Yeah. It’s interesting, even as I think about it, my last record — which I’m so proud of and I loved the way we were able to do so many progressive musical things and kind of push the envelope forward for me as an artist. As an artist that’s part of what gives me excitement — pushing myself forward to a new place. So for The Element of Freedom to have done that for me, to have been able to do that with my last record, I’m so proud of it. But as I look back on it, I’m like, “Interesting, Alicia, that you chose to call this an element of freedom because, in actuality, at that point, there was only an element of it.” Now, there is far more to it. It’s kind of incredible; it’s great.
So were all these songs written after Egypt? Or were some of them from before?
I have to say pretty much all of them were written after Egypt. You know, I have a lot of songs, and many of them won’t make the record—but that’s just the nature of things. I do feel like the majority of them were written after, so that’s cool.
Where did you record the album? You said you traveled the world recording it…
The majority of where I recorded was in New York.That’s my hometown, so I love being here and there’s something really powerful about this city that resonates in me. I was definitely here for the majority of the time, and then there were a couple of other places as well. I recorded in London and in Jamaica, which was the first time I ever did that. And that was really cool because it was a gathering of these very interesting collaborators that would never be in one space together…ever! And it just created such an igniting, crazy creation of music and just like explosive situation. That was really cool. I told myself, “I’m never doing an album without doing something like that.”
What ways musically does this album represent a new start?
This album represents a new me in every way. I mean, you’re still going to feel me and you’re still going to identify with what part of me you’ve identified with before. So that’s the cool part. But everything about it is different because my mind frame is different, the energy about it is different, the song lyrics are different. There was something that happened to me that I just really wanted to write these great songs. I sat there and was just really focused on writing songs. I wasn’t focused so much on creating some crazy beat. I wanted to write these insane songs that could live on their own and people couldn’t deny them. So I started a lot of the process like that and because of that a lot of the songs are actually very simple.
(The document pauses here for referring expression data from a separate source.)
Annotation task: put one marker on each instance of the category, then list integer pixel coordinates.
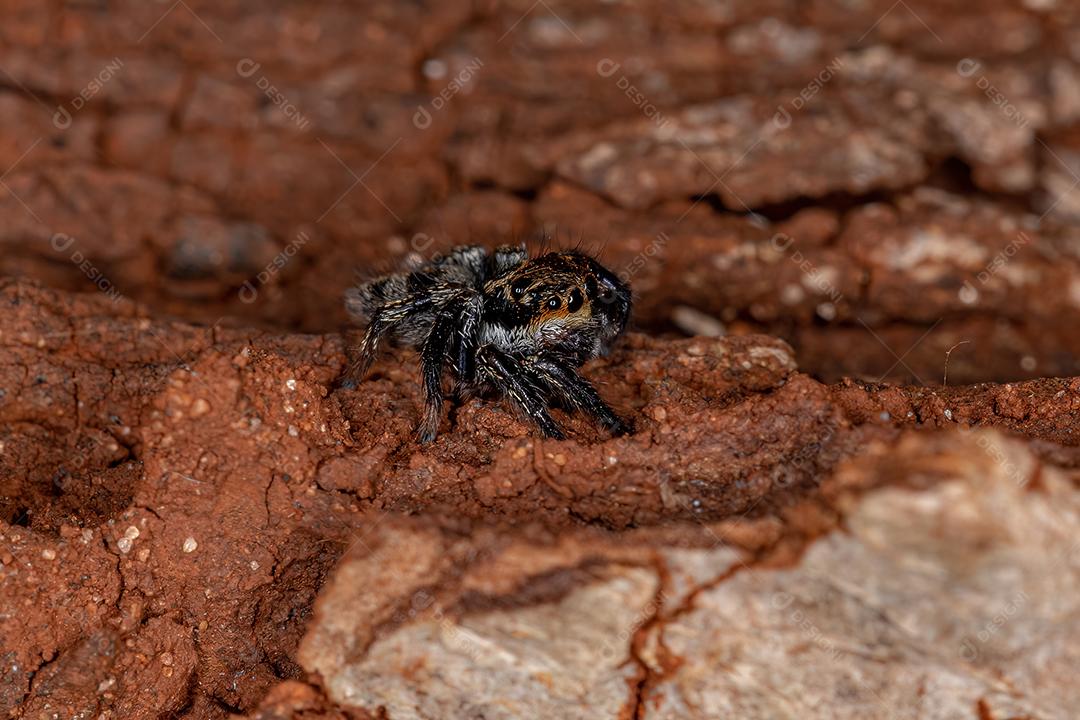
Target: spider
(499, 321)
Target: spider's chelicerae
(498, 320)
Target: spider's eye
(575, 302)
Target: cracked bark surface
(859, 502)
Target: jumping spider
(498, 320)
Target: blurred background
(876, 181)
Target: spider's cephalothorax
(499, 320)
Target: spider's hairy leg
(469, 327)
(382, 321)
(576, 392)
(436, 347)
(517, 384)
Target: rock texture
(850, 491)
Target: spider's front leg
(458, 316)
(517, 384)
(576, 392)
(382, 321)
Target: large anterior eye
(575, 302)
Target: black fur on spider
(498, 320)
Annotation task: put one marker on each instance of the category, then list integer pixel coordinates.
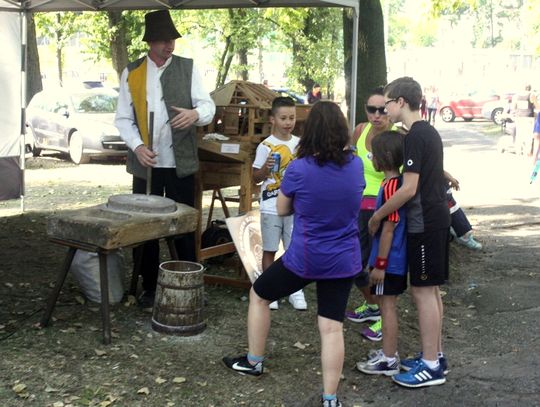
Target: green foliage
(315, 36)
(235, 37)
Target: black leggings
(332, 294)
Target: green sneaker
(374, 332)
(364, 313)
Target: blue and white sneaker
(420, 376)
(410, 363)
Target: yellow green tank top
(373, 178)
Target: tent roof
(97, 5)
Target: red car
(468, 107)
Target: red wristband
(381, 263)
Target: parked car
(300, 99)
(468, 106)
(77, 122)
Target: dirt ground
(491, 309)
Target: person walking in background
(432, 104)
(536, 130)
(270, 172)
(428, 223)
(363, 135)
(460, 227)
(324, 249)
(171, 88)
(523, 110)
(314, 95)
(388, 258)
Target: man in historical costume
(171, 88)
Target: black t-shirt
(423, 154)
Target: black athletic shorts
(427, 255)
(332, 294)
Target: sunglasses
(374, 109)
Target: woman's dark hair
(387, 149)
(326, 134)
(379, 90)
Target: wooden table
(99, 230)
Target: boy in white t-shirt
(275, 228)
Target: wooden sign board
(245, 231)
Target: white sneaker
(298, 300)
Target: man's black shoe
(146, 300)
(241, 365)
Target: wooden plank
(106, 229)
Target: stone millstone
(141, 203)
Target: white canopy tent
(12, 70)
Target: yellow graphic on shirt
(287, 156)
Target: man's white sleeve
(125, 118)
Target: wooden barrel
(178, 306)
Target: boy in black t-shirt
(428, 222)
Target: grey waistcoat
(176, 86)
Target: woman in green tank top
(378, 122)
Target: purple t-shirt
(326, 200)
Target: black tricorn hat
(159, 26)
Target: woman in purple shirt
(321, 187)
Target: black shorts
(332, 294)
(393, 284)
(427, 256)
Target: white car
(77, 122)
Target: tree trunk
(242, 59)
(119, 54)
(33, 71)
(59, 47)
(225, 62)
(371, 52)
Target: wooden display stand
(243, 115)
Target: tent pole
(22, 144)
(354, 69)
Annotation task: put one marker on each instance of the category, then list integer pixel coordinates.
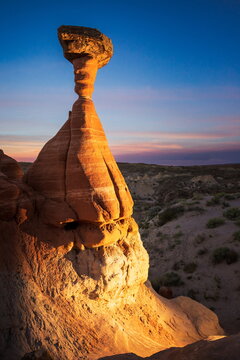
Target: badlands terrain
(189, 220)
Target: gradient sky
(170, 94)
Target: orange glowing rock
(76, 166)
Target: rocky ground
(189, 219)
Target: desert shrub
(229, 196)
(215, 200)
(202, 251)
(192, 294)
(199, 238)
(178, 235)
(214, 222)
(170, 214)
(171, 279)
(197, 209)
(236, 236)
(190, 267)
(232, 213)
(224, 254)
(177, 265)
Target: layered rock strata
(72, 264)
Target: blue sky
(170, 94)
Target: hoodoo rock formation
(76, 169)
(73, 269)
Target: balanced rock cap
(80, 41)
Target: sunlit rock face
(76, 166)
(72, 264)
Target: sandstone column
(76, 167)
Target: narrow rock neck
(85, 70)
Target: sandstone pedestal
(76, 166)
(73, 269)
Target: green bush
(170, 214)
(214, 222)
(171, 279)
(190, 268)
(224, 254)
(232, 213)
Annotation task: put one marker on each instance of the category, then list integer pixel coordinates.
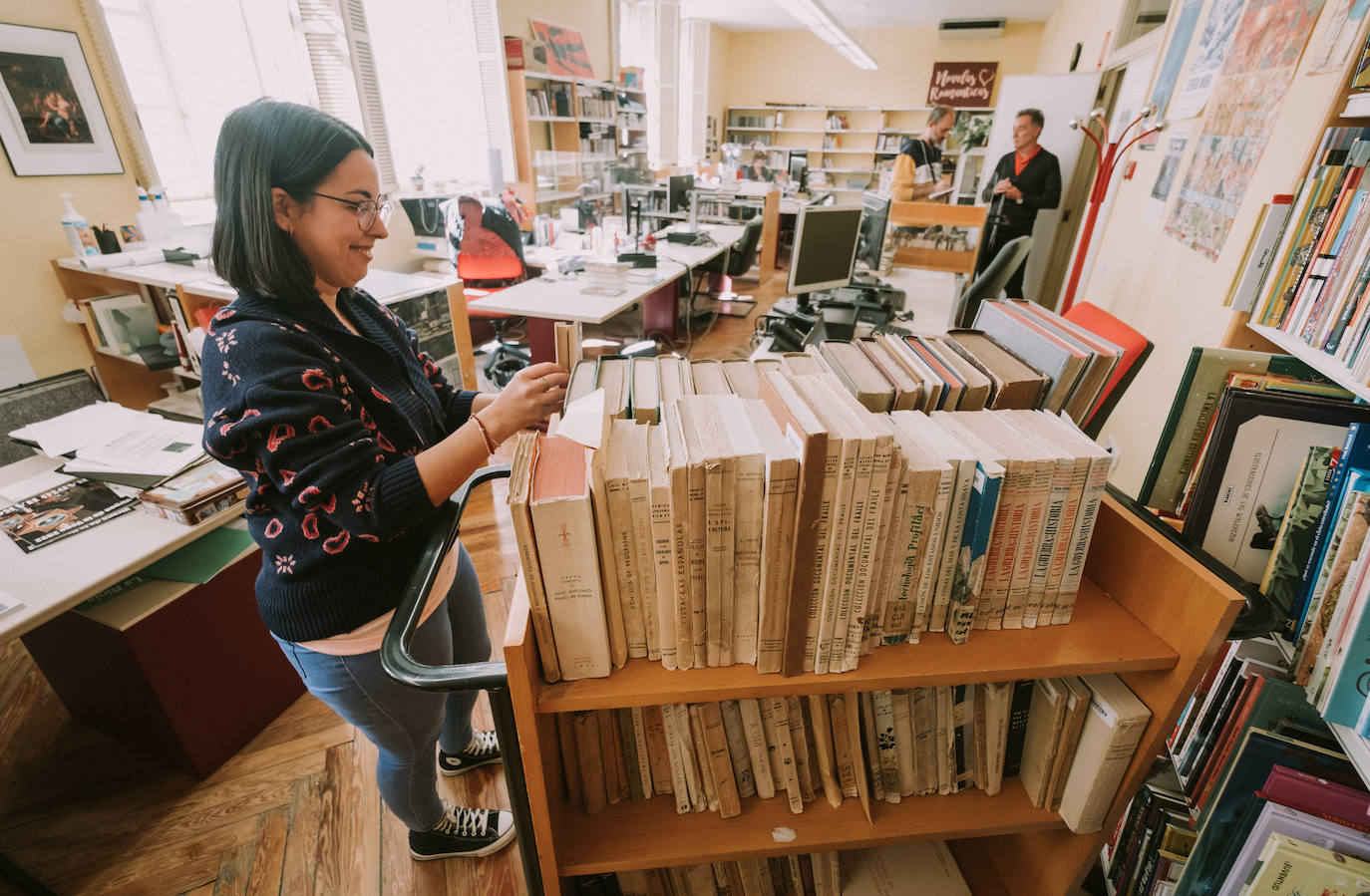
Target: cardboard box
(523, 52)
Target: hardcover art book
(1258, 445)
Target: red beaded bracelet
(491, 446)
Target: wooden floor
(295, 812)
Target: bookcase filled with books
(1262, 464)
(856, 147)
(564, 138)
(652, 740)
(1301, 295)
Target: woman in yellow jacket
(918, 164)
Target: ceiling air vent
(949, 29)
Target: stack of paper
(116, 445)
(605, 278)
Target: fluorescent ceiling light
(821, 22)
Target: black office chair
(736, 260)
(992, 280)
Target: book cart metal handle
(490, 677)
(1258, 618)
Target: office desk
(189, 674)
(545, 302)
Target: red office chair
(1136, 348)
(487, 263)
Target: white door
(1059, 98)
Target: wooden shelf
(629, 834)
(1149, 611)
(1101, 637)
(1322, 362)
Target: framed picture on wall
(51, 121)
(566, 54)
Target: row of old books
(926, 867)
(877, 746)
(798, 532)
(1024, 357)
(1312, 278)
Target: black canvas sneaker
(464, 832)
(483, 749)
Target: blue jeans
(402, 723)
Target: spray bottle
(77, 230)
(150, 225)
(171, 221)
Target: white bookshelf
(1322, 362)
(1356, 749)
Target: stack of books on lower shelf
(798, 532)
(1269, 466)
(879, 746)
(925, 867)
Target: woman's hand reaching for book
(530, 398)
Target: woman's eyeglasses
(367, 210)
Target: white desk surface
(563, 300)
(59, 576)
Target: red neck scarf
(1021, 161)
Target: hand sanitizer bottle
(77, 230)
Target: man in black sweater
(1029, 179)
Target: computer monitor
(825, 247)
(677, 192)
(874, 218)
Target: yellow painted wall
(589, 17)
(1169, 292)
(30, 300)
(1087, 22)
(795, 66)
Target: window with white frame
(414, 76)
(693, 92)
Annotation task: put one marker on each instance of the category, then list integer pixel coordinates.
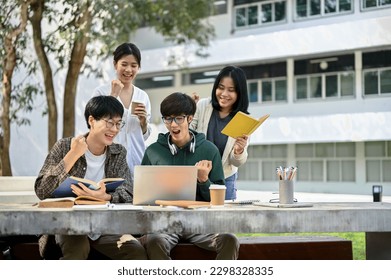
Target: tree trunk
(36, 19)
(75, 64)
(9, 63)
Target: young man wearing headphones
(182, 146)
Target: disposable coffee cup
(285, 192)
(134, 105)
(217, 194)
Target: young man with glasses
(93, 156)
(182, 146)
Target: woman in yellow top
(229, 95)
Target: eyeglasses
(110, 124)
(177, 120)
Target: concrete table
(372, 218)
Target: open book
(241, 124)
(68, 202)
(64, 189)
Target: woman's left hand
(141, 112)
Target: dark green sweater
(159, 153)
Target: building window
(219, 7)
(197, 78)
(270, 90)
(262, 162)
(331, 77)
(326, 162)
(370, 4)
(377, 73)
(267, 82)
(155, 82)
(378, 161)
(377, 82)
(258, 13)
(318, 8)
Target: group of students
(115, 143)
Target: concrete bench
(20, 189)
(251, 248)
(17, 189)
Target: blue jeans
(230, 183)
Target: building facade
(320, 68)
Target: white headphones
(174, 148)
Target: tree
(37, 7)
(12, 29)
(81, 26)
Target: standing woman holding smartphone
(136, 103)
(229, 95)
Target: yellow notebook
(241, 124)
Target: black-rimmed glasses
(177, 119)
(110, 124)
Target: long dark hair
(240, 82)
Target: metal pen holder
(285, 192)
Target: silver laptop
(165, 182)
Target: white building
(320, 68)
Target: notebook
(164, 182)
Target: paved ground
(309, 197)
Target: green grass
(357, 238)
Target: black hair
(176, 104)
(240, 82)
(127, 49)
(103, 106)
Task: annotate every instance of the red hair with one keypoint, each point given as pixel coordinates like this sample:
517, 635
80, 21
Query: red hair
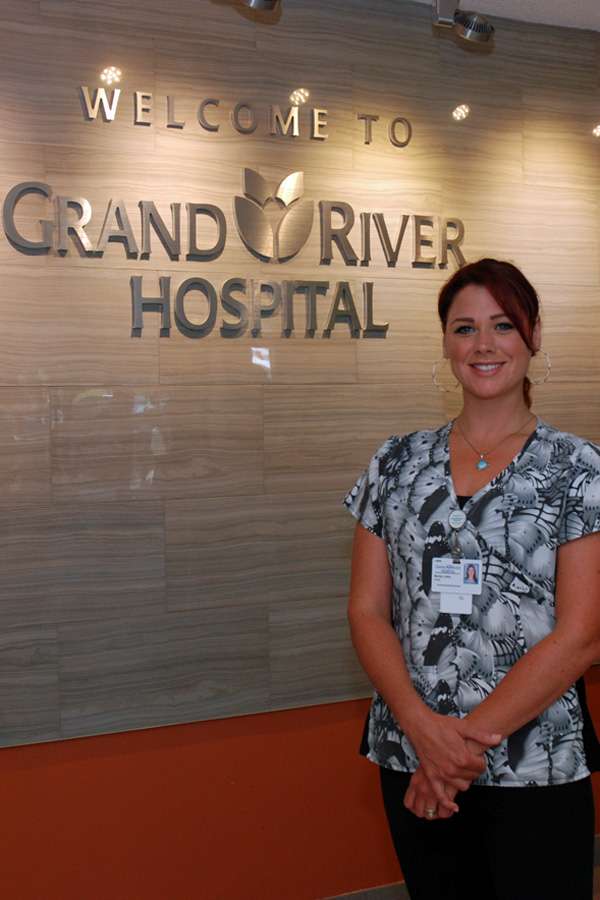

But because they’re so simple, there might be this big, huge beat in it. And maybe there’s the piano in it, and then maybe there’s like this kind of piano in it that sounds like a guitar in it. And then maybe there’s like a bass in my voice — and that’s it. Whereas I thought [before] that I had to put 300,000 different instruments in a track for it to sound big, I realized that the less I put in it, the bigger it sounded because it just occupied difference spaces. And that was it. So there’s kind of a rawness to it, I think — like a bigness from that.